In yesterdays report you saw the most current relative/fair values of the ten sectors within the domestic market. In that table, Health Care was under fair value and it remains so today by 3.4 percentage points. The current valuation for the sector is 86.6%FV. The probability is currently higher that the sector will eventually move up to fair value at 100.0%FV. On the other side of the equation is Utilities, which is over fair value by 2.4 percentage points at 102.4%FV. In this case, the probability is higher that this sector will eventually move down to fair value. In this simple two sector example we have one that has a higher probability to move up to fair value, Health Care and a second that has a higher probability to move down to fair value, Utilities. An investor might quickly decide to put all of their money in Health Care and sell Utilities. Unfortunately, the market works on probabilities of out- comes and not absolutes. This is why we adjust the allocation between markets, sectors and stocks and not enter arbitrary, all-or-nothing, BUY/SELL positions. We also make ad- justments over time rather than all at once because markets do not move in a straight line. A possible adjustment for consideration would be to increase our allocation to Health Care and reduce our allocation to Utilities. By how much?
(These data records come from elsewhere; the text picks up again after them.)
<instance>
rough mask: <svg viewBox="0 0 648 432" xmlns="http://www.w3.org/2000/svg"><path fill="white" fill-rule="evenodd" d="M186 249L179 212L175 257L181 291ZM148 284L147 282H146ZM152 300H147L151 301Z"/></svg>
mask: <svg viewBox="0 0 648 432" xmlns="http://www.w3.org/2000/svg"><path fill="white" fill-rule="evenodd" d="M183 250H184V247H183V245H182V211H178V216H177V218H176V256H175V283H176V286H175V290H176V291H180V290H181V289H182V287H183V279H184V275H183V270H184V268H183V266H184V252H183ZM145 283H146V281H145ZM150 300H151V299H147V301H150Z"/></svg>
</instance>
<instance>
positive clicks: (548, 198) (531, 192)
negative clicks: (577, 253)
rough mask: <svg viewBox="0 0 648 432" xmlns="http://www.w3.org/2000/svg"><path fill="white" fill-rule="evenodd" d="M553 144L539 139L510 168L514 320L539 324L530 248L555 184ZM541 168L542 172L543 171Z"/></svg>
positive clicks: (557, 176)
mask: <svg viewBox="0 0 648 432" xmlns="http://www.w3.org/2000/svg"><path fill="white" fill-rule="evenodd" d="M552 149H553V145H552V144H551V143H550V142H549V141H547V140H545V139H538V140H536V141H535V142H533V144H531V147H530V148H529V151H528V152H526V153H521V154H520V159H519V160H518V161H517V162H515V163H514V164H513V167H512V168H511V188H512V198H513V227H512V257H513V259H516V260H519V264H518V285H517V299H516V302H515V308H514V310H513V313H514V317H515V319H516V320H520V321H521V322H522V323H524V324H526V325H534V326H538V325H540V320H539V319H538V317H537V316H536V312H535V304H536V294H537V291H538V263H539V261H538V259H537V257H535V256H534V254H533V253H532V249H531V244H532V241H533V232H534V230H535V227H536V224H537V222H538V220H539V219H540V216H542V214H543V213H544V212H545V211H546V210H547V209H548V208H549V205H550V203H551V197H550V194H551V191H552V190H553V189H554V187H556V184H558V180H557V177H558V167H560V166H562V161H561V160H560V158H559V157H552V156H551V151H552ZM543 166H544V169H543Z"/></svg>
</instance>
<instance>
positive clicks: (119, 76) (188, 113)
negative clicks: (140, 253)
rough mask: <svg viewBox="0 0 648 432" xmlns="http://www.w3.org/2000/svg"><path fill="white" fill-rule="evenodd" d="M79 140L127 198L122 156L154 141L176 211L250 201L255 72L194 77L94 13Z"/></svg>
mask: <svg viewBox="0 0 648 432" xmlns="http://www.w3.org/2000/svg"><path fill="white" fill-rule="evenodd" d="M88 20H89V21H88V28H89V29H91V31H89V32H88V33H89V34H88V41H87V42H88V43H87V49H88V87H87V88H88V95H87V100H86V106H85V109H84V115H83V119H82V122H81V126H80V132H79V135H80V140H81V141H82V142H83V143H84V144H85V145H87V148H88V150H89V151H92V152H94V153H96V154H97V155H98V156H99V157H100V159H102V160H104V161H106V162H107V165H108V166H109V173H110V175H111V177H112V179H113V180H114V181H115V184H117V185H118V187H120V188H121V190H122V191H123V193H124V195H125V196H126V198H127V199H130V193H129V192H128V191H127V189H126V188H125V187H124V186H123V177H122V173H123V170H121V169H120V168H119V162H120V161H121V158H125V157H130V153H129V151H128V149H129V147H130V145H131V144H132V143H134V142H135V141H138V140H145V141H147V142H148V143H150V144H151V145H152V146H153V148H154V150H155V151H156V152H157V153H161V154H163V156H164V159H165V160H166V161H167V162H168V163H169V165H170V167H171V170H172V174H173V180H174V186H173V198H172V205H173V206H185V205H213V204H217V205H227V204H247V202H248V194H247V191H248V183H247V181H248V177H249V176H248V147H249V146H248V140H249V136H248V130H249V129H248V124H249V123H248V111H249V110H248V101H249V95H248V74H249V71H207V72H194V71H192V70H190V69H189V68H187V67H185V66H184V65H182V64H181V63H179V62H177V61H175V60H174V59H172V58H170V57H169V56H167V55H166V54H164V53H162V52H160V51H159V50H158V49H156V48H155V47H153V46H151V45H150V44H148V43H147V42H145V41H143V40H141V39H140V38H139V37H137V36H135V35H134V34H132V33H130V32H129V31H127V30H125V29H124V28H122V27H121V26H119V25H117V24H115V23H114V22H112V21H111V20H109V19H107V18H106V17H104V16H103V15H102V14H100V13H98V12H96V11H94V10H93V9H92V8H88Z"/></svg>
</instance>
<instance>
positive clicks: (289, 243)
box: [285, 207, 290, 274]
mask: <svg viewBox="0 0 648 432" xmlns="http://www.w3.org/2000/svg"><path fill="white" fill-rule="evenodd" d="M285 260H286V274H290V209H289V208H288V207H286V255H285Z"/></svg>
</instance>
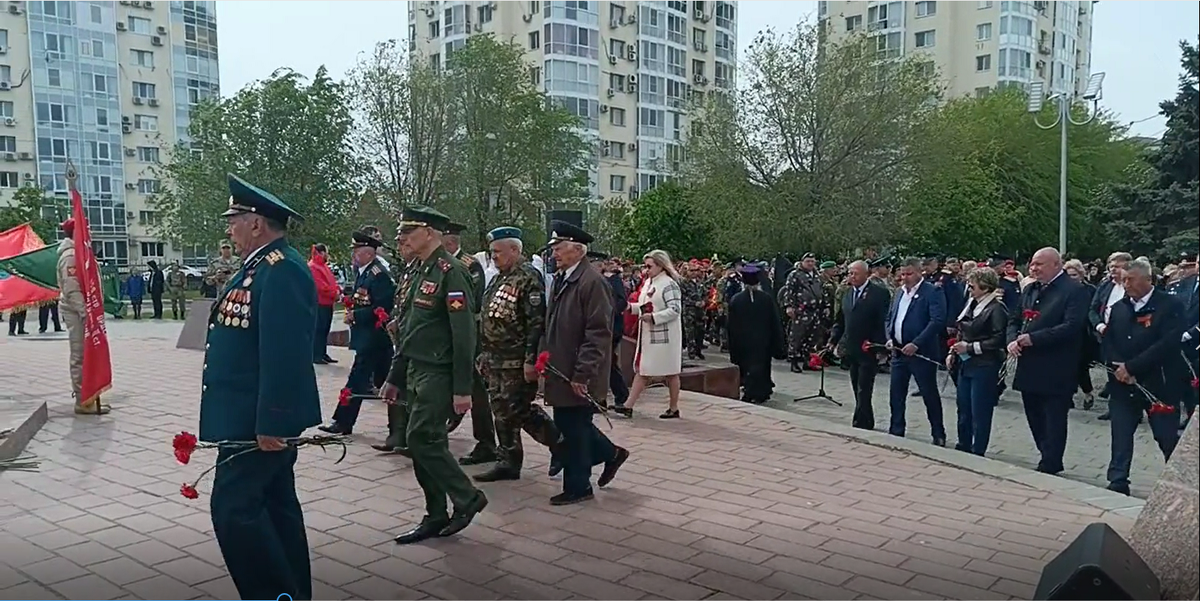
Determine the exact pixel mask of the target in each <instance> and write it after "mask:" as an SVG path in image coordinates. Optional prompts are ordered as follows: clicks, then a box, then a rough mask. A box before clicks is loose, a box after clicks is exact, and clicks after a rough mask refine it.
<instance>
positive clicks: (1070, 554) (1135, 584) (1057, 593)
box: [1033, 522, 1162, 601]
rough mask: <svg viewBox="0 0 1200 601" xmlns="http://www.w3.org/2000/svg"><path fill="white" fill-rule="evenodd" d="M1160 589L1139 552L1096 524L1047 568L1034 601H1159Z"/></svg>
mask: <svg viewBox="0 0 1200 601" xmlns="http://www.w3.org/2000/svg"><path fill="white" fill-rule="evenodd" d="M1160 587H1162V585H1160V583H1159V582H1158V576H1154V572H1153V571H1152V570H1151V569H1150V566H1148V565H1146V561H1144V560H1142V559H1141V557H1139V555H1138V552H1135V551H1134V549H1133V547H1130V546H1129V543H1128V542H1126V541H1124V539H1122V537H1121V535H1120V534H1117V533H1116V531H1115V530H1112V528H1109V524H1105V523H1103V522H1097V523H1094V524H1091V525H1088V527H1087V528H1084V531H1082V533H1081V534H1080V535H1079V536H1076V537H1075V540H1074V542H1072V543H1070V545H1068V546H1067V548H1066V549H1063V552H1062V553H1060V554H1058V557H1056V558H1054V559H1051V560H1050V563H1049V564H1046V566H1045V569H1044V570H1042V579H1040V581H1038V588H1037V590H1036V591H1034V593H1033V599H1034V600H1050V599H1062V600H1067V599H1072V600H1075V599H1078V600H1153V601H1158V600H1159V599H1162V589H1160Z"/></svg>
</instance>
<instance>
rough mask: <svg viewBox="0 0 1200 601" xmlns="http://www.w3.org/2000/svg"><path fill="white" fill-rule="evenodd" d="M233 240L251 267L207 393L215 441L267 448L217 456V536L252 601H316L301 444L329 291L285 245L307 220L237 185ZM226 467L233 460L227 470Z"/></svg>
mask: <svg viewBox="0 0 1200 601" xmlns="http://www.w3.org/2000/svg"><path fill="white" fill-rule="evenodd" d="M229 193H230V197H229V210H227V211H226V212H224V214H223V216H224V217H226V218H227V220H228V223H229V226H228V233H229V238H230V239H232V240H233V242H234V245H236V246H238V252H239V253H241V256H242V257H245V258H246V260H245V263H244V264H242V266H241V269H240V270H239V271H238V272H236V274H234V275H233V277H232V278H230V281H229V286H227V287H226V289H224V290H222V293H221V296H220V298H218V299H217V300H216V302H215V303H214V305H212V309H211V313H210V315H209V332H208V344H205V353H204V373H203V377H202V383H203V385H202V386H200V434H199V438H200V440H203V441H206V443H218V441H245V440H253V441H257V444H258V449H259V451H256V452H250V453H245V455H240V456H238V457H234V458H232V459H230V457H232V456H233V455H235V453H238V452H241V451H242V450H244V449H222V450H220V451H218V452H217V463H218V467H217V469H216V475H215V477H214V482H212V498H211V511H212V529H214V531H215V534H216V537H217V543H218V545H220V546H221V555H222V557H223V558H224V561H226V567H227V569H228V570H229V576H230V577H232V578H233V582H234V585H235V587H238V593H239V594H240V595H241V597H242V599H276V597H278V596H280V595H282V594H288V595H290V596H292V599H296V600H300V599H305V600H307V599H312V572H311V567H310V563H308V541H307V537H306V535H305V525H304V515H302V512H301V510H300V500H299V499H298V498H296V489H295V471H294V468H295V462H296V449H295V447H294V446H289V445H288V439H289V438H295V437H298V435H300V434H301V433H302V432H304V431H305V429H306V428H308V427H312V426H316V425H318V423H320V398H319V396H318V392H317V374H316V372H314V371H313V366H312V336H313V327H312V324H313V323H314V321H316V319H317V290H316V286H314V284H313V280H312V274H311V272H310V271H308V265H307V263H306V262H305V259H304V258H301V257H300V253H298V252H296V251H295V248H293V247H292V246H289V245H288V242H287V239H286V238H284V235H286V234H287V223H288V220H289V218H299V217H300V216H299V215H298V214H296V212H295V211H293V210H292V209H290V208H288V206H287V205H286V204H283V202H281V200H280V199H278V198H275V197H274V196H271V193H269V192H266V191H263V190H260V188H257V187H254V186H252V185H250V184H247V182H246V181H244V180H241V179H239V178H238V176H235V175H229ZM226 459H230V461H228V462H226Z"/></svg>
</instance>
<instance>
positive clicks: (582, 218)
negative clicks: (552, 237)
mask: <svg viewBox="0 0 1200 601" xmlns="http://www.w3.org/2000/svg"><path fill="white" fill-rule="evenodd" d="M556 221H563V222H566V223H570V224H571V226H575V227H577V228H580V229H583V211H566V210H557V211H546V238H550V234H551V232H552V230H553V229H554V228H552V227H551V226H550V224H551V223H553V222H556Z"/></svg>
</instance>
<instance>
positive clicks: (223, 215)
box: [221, 173, 304, 226]
mask: <svg viewBox="0 0 1200 601" xmlns="http://www.w3.org/2000/svg"><path fill="white" fill-rule="evenodd" d="M228 180H229V209H228V210H226V212H223V214H221V216H223V217H230V216H234V215H244V214H247V212H252V214H254V215H262V216H263V217H266V218H269V220H274V221H277V222H280V223H282V224H283V226H287V224H288V220H296V221H302V220H304V217H301V216H300V214H298V212H295V211H294V210H292V208H290V206H288V205H287V204H286V203H284V202H283V200H280V199H278V198H277V197H276V196H275V194H272V193H270V192H268V191H265V190H263V188H260V187H258V186H254V185H253V184H251V182H248V181H246V180H244V179H241V178H239V176H236V175H234V174H232V173H230V174H229V175H228Z"/></svg>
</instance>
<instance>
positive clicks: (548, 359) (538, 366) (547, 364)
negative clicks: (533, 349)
mask: <svg viewBox="0 0 1200 601" xmlns="http://www.w3.org/2000/svg"><path fill="white" fill-rule="evenodd" d="M548 366H550V351H548V350H542V351H541V353H539V354H538V361H536V362H534V363H533V368H534V369H535V371H536V372H538V373H541V374H545V373H546V367H548Z"/></svg>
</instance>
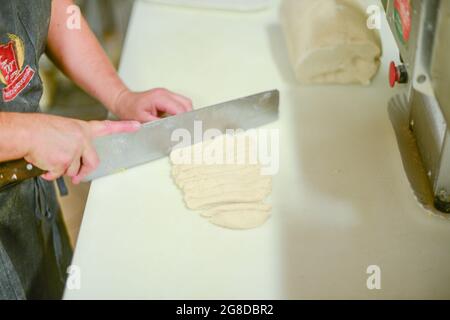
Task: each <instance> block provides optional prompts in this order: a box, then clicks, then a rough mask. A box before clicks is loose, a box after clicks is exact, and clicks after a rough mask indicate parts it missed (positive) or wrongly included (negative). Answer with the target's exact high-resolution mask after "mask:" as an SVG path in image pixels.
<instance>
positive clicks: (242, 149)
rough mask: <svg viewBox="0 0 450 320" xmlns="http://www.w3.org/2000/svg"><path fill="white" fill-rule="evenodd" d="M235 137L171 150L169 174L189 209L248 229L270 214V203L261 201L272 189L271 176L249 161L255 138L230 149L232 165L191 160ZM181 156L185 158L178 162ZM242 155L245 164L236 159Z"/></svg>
mask: <svg viewBox="0 0 450 320" xmlns="http://www.w3.org/2000/svg"><path fill="white" fill-rule="evenodd" d="M236 139H237V137H236V136H229V135H227V136H221V137H218V138H216V139H214V141H211V140H209V141H206V142H204V143H203V144H202V143H200V144H196V145H194V146H190V147H187V148H181V149H176V150H174V151H173V152H172V153H171V155H170V160H171V163H172V177H173V179H174V181H175V184H176V185H177V186H178V187H179V188H180V189H181V190H182V191H183V193H184V201H185V203H186V206H187V207H188V208H189V209H192V210H202V211H201V216H202V217H204V218H206V219H207V220H208V221H209V222H211V223H212V224H214V225H217V226H220V227H224V228H230V229H251V228H256V227H258V226H260V225H262V224H264V223H265V222H266V221H267V219H268V218H269V217H270V211H271V206H270V205H268V204H265V203H264V202H263V201H264V199H265V198H267V196H268V195H269V194H270V193H271V190H272V178H271V177H270V176H264V175H262V174H261V165H259V164H258V163H253V162H251V160H252V159H253V158H252V157H251V155H250V154H251V152H255V150H256V148H255V145H254V144H255V143H256V142H255V140H253V139H251V138H248V139H246V140H245V141H246V143H245V144H244V148H242V144H241V145H240V147H234V148H233V149H232V150H233V151H232V152H233V155H231V156H229V158H228V159H234V160H235V163H233V164H230V163H226V164H225V163H224V162H221V163H219V164H199V163H193V153H194V152H199V150H200V151H202V150H206V151H205V152H209V151H210V150H209V149H210V147H211V146H214V145H218V144H219V143H224V144H226V143H235V141H236ZM235 145H236V146H237V145H238V144H237V143H236V144H235ZM203 146H205V148H204V149H202V148H203ZM208 148H209V149H208ZM222 150H224V154H223V156H224V157H227V156H228V155H227V154H226V152H225V151H226V150H227V149H225V148H223V149H222ZM240 153H244V155H245V156H244V157H242V154H240ZM186 155H188V157H187V158H186ZM183 157H185V158H184V159H185V160H186V159H187V160H188V161H185V162H183V161H180V159H183ZM243 158H244V159H245V162H244V163H241V162H236V161H237V159H243Z"/></svg>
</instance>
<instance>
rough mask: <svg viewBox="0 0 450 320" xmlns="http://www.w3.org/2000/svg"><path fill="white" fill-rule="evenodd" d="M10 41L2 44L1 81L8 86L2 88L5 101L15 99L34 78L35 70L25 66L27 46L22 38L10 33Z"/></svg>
mask: <svg viewBox="0 0 450 320" xmlns="http://www.w3.org/2000/svg"><path fill="white" fill-rule="evenodd" d="M8 37H9V38H10V41H9V42H8V43H7V44H0V81H1V82H2V83H3V84H4V85H5V86H6V87H5V88H3V89H2V93H3V101H5V102H10V101H12V100H14V99H15V98H16V97H17V96H18V95H19V94H20V93H21V92H22V90H23V89H25V87H26V86H27V85H28V84H29V83H30V81H31V79H33V77H34V74H35V71H34V70H33V69H32V68H31V67H30V66H26V67H25V68H22V67H23V63H24V60H25V47H24V45H23V42H22V40H21V39H20V38H19V37H17V36H16V35H13V34H8Z"/></svg>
The capitalization weighting of the market is currently 14.8% Health Care and 3.4% Utilities. If we take the fair valuation weightings for these sectors we would have 15.5% in Health Care and 2.6% in Utilities. This results in slightly more in Health Care (0.70) because of the probability it will increase and slightly less in Utilities (-0.87) because of the probability it will decrease. We make the adjustment according to how much the sector is over or under weight from fair value.
These adjustments occur gradually over time and do not have to be perfectly aligned. They simply provide a guide as to where the market is above or below fair values and where opportunities may exist. It is something to consider when making al- locations within a portfolio or answering the question, how much?